Councils have accidentally leaked data ‘once a fortnight’ since 2009

Local authorities are mistakenly releasing private data, containing personal details of individuals, at an average rate of ‘once a fortnight’ since 2009, according to social charity mySociety.

A volunteer team from WhatDoTheyKnew, the freedom of information website run by mySociety, have dealt with over 150 accidental data leaks made by public sector authorities from freedom of information requests in the past six years.

mySociety has described the evidence as “only the tip of the iceberg” of a wider problem of data protection and security in the public sector.

Public authorities are instructed to remove or censor personal information before any data is released, however WhatDoTheyKnow have said that often data is provided to them in a spreadsheet where data is not ‘anonymised’ correctly.

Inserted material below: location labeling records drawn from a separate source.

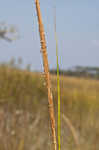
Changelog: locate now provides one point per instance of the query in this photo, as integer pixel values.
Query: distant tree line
(79, 71)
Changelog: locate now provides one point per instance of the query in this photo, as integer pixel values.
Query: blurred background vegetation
(24, 117)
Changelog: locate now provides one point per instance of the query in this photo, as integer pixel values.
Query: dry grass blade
(46, 71)
(21, 145)
(72, 129)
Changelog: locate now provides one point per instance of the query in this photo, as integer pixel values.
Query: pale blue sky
(77, 30)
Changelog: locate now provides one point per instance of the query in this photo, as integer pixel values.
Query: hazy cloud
(95, 42)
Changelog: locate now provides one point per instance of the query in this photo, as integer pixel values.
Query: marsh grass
(46, 72)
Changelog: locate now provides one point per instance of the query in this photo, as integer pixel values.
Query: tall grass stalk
(58, 89)
(46, 71)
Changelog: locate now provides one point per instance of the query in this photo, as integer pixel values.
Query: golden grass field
(24, 117)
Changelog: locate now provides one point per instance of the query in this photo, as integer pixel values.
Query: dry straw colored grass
(46, 71)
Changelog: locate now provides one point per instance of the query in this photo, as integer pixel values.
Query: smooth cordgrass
(58, 91)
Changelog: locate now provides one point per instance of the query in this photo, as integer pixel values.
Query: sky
(77, 24)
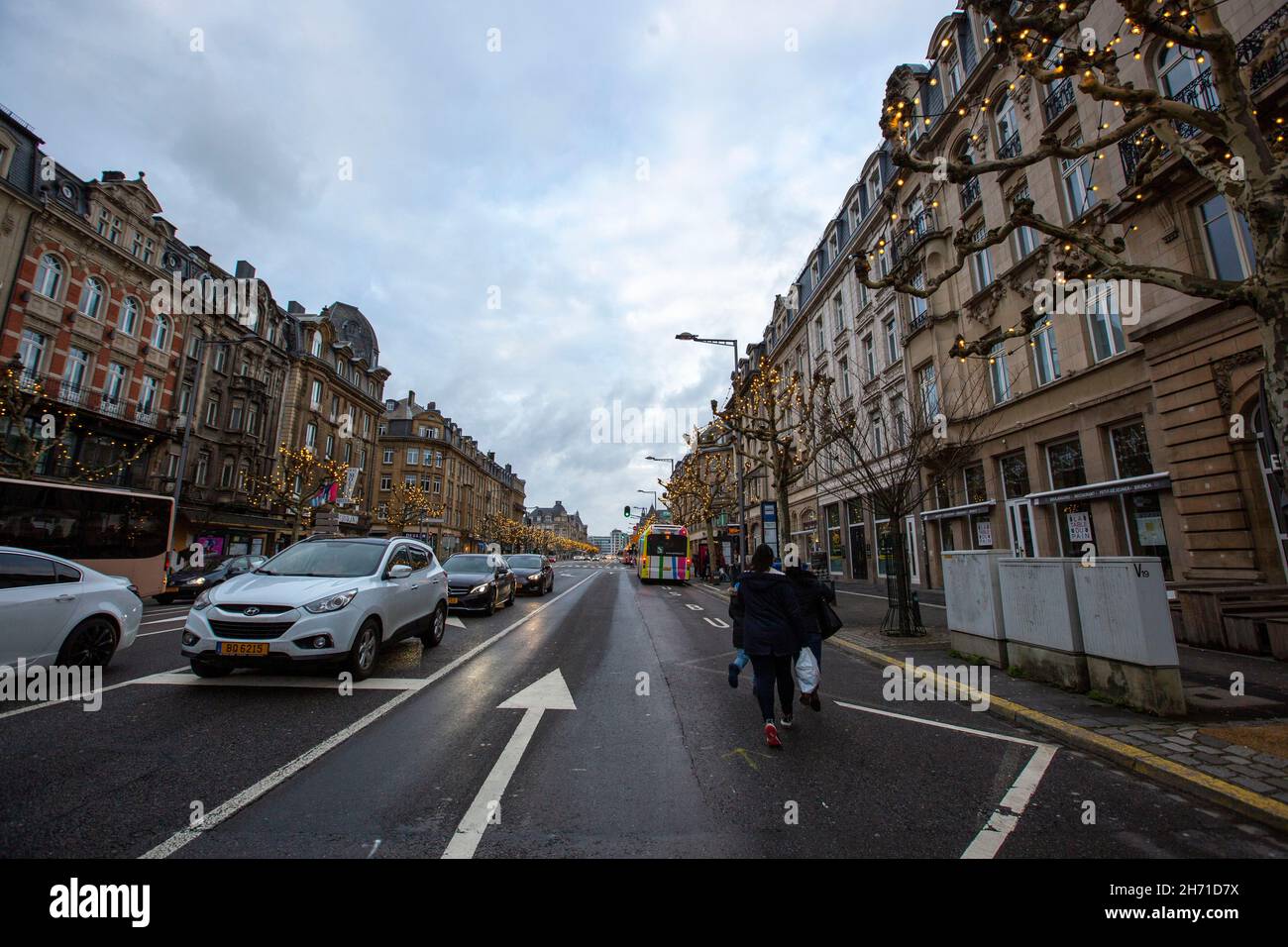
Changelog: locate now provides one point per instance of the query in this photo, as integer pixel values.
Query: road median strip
(1254, 805)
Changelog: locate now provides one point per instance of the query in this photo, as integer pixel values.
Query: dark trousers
(769, 669)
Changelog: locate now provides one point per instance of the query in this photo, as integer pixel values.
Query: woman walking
(771, 635)
(810, 595)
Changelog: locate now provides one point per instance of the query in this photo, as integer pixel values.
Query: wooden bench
(1245, 625)
(1203, 608)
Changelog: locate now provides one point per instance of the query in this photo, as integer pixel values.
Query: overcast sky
(617, 171)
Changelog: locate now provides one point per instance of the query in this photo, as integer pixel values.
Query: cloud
(616, 172)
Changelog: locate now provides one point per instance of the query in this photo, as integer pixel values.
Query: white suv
(320, 600)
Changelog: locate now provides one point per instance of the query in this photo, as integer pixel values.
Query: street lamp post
(192, 403)
(737, 454)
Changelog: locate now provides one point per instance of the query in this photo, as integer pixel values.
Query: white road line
(1006, 817)
(279, 681)
(64, 699)
(249, 795)
(1008, 813)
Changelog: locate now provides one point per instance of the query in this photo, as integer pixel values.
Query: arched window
(50, 275)
(161, 333)
(1008, 128)
(129, 321)
(91, 298)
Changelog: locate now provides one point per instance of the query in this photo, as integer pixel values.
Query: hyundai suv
(322, 600)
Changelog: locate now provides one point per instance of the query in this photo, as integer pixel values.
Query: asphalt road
(660, 758)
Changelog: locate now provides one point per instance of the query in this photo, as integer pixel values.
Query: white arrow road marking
(1006, 817)
(282, 774)
(535, 699)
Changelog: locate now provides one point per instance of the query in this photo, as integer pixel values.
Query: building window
(76, 371)
(1073, 519)
(1077, 182)
(149, 394)
(999, 373)
(1106, 321)
(91, 298)
(1142, 512)
(161, 333)
(1046, 360)
(50, 275)
(980, 262)
(1227, 239)
(115, 389)
(129, 321)
(928, 389)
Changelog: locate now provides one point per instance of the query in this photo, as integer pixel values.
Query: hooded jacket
(772, 618)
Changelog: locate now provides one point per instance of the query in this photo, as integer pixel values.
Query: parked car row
(318, 602)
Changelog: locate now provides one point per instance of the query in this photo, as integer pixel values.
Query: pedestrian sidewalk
(1232, 749)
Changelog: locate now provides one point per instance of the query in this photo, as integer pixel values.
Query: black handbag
(829, 620)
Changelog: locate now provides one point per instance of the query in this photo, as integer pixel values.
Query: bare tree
(787, 423)
(896, 457)
(1223, 137)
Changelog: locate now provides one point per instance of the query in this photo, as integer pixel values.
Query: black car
(532, 573)
(187, 583)
(478, 581)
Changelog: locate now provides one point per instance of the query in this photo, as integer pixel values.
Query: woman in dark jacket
(810, 595)
(771, 635)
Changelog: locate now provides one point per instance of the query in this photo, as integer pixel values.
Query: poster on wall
(1149, 531)
(1080, 527)
(984, 532)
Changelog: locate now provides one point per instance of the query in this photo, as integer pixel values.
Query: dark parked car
(187, 583)
(478, 581)
(532, 573)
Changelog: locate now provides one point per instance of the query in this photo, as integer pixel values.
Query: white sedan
(56, 611)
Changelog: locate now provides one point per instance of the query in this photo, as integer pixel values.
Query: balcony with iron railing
(1250, 46)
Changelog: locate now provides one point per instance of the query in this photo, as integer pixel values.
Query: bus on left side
(119, 532)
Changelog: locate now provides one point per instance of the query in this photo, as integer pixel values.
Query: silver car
(321, 600)
(55, 611)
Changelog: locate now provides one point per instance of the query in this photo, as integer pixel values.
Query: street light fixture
(737, 455)
(192, 403)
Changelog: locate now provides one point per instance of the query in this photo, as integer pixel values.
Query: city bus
(662, 554)
(120, 532)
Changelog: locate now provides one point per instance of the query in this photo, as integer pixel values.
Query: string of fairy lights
(1028, 46)
(24, 403)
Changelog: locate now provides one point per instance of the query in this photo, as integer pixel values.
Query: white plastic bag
(806, 672)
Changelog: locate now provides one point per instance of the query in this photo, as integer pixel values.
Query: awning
(1093, 491)
(965, 510)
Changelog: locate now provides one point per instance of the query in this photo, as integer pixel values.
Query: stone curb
(1254, 805)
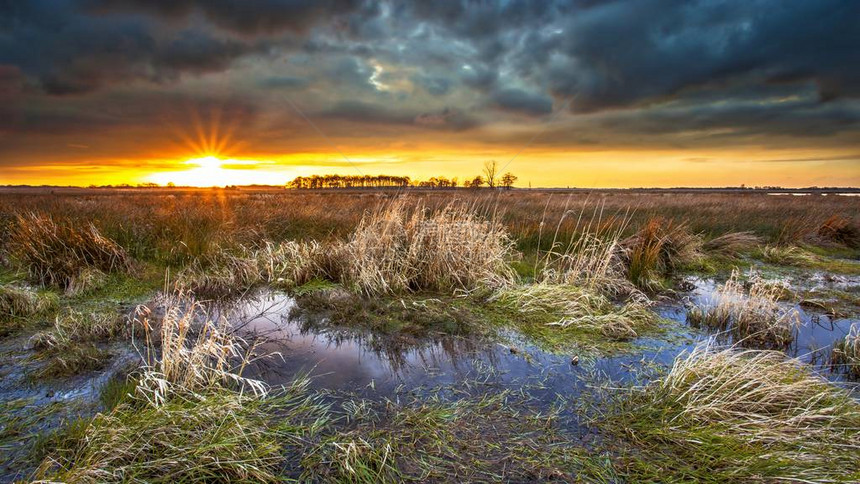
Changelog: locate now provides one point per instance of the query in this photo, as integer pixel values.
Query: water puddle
(367, 365)
(818, 331)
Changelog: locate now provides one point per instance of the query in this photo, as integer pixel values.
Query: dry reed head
(733, 243)
(57, 252)
(402, 248)
(191, 353)
(291, 264)
(845, 355)
(759, 395)
(220, 273)
(580, 308)
(658, 250)
(841, 230)
(754, 317)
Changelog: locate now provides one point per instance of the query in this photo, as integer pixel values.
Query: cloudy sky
(577, 93)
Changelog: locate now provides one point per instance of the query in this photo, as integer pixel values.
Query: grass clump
(215, 435)
(220, 273)
(190, 417)
(733, 244)
(18, 304)
(658, 250)
(69, 347)
(754, 317)
(574, 309)
(738, 416)
(785, 255)
(399, 248)
(58, 252)
(846, 352)
(841, 230)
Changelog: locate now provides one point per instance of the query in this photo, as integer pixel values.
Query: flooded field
(438, 353)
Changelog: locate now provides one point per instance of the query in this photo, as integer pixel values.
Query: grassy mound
(753, 317)
(59, 253)
(738, 416)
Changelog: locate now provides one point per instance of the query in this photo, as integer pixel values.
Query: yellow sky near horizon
(610, 169)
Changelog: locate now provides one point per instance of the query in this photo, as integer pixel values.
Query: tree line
(490, 178)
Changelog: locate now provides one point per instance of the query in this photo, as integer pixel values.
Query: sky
(585, 93)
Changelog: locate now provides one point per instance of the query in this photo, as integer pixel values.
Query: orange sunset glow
(192, 99)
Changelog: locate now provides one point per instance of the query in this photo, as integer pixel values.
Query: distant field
(257, 335)
(148, 220)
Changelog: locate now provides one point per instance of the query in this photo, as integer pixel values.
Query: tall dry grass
(174, 226)
(845, 355)
(191, 416)
(185, 352)
(659, 249)
(754, 317)
(59, 252)
(404, 248)
(741, 416)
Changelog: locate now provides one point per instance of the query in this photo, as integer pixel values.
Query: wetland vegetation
(429, 336)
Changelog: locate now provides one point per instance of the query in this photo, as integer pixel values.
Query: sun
(213, 171)
(210, 163)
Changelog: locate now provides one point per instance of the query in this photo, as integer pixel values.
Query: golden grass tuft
(733, 244)
(57, 252)
(403, 248)
(840, 229)
(846, 352)
(659, 249)
(187, 353)
(192, 417)
(21, 302)
(741, 416)
(581, 308)
(754, 317)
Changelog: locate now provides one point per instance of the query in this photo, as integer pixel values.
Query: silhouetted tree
(490, 171)
(474, 182)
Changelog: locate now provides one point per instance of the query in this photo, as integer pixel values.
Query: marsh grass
(733, 244)
(845, 355)
(57, 252)
(186, 352)
(220, 273)
(754, 317)
(785, 255)
(19, 304)
(575, 308)
(724, 415)
(215, 435)
(189, 416)
(588, 257)
(840, 229)
(477, 438)
(658, 250)
(70, 347)
(405, 248)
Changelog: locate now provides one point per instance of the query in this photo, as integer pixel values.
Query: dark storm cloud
(520, 101)
(365, 113)
(68, 52)
(283, 82)
(249, 17)
(723, 70)
(627, 52)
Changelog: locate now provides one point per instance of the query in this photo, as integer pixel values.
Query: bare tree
(474, 183)
(508, 180)
(490, 171)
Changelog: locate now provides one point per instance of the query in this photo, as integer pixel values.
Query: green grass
(212, 436)
(498, 437)
(728, 416)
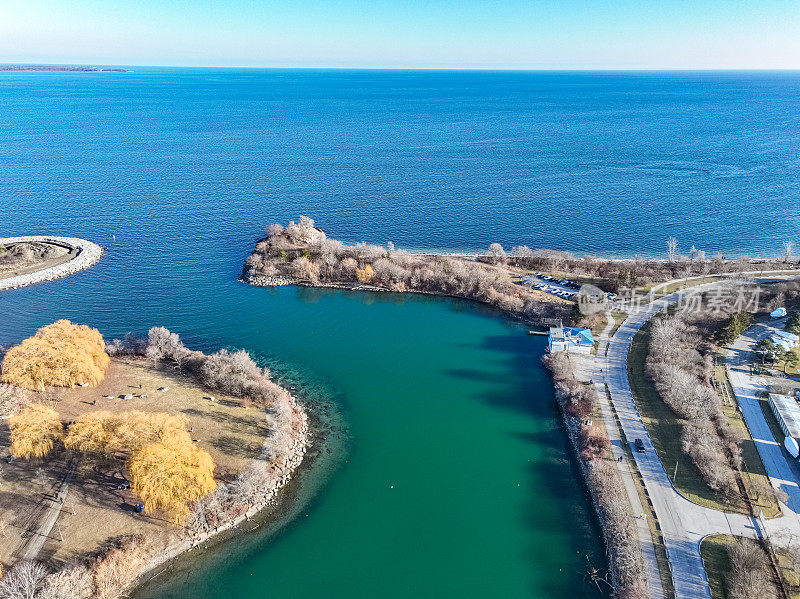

In particular, WhatDoTheyKnow found personal data hidden in separate tabs or pivot tables which had been forgotten or overlooked as sources of confidential data.

Myfanwy Nixon, a spokesperson for the group said: “Information officers need to be given more robust training that focuses on ways to prevent data breaches.

Before this can happen, public authorities are going to need to fully understand the importance of the kind of data they are routinely releasing – the incidences of repeat offenders would indicate that that’s not always the case.”

A spokesperson for the Local Government Association said: “Councils take the handling of confidential data extremely seriously and staff are given rigorous training. On the rare occasions breaches occur, robust investigations and reviews are immediately undertaken to ensure processes are tightened.”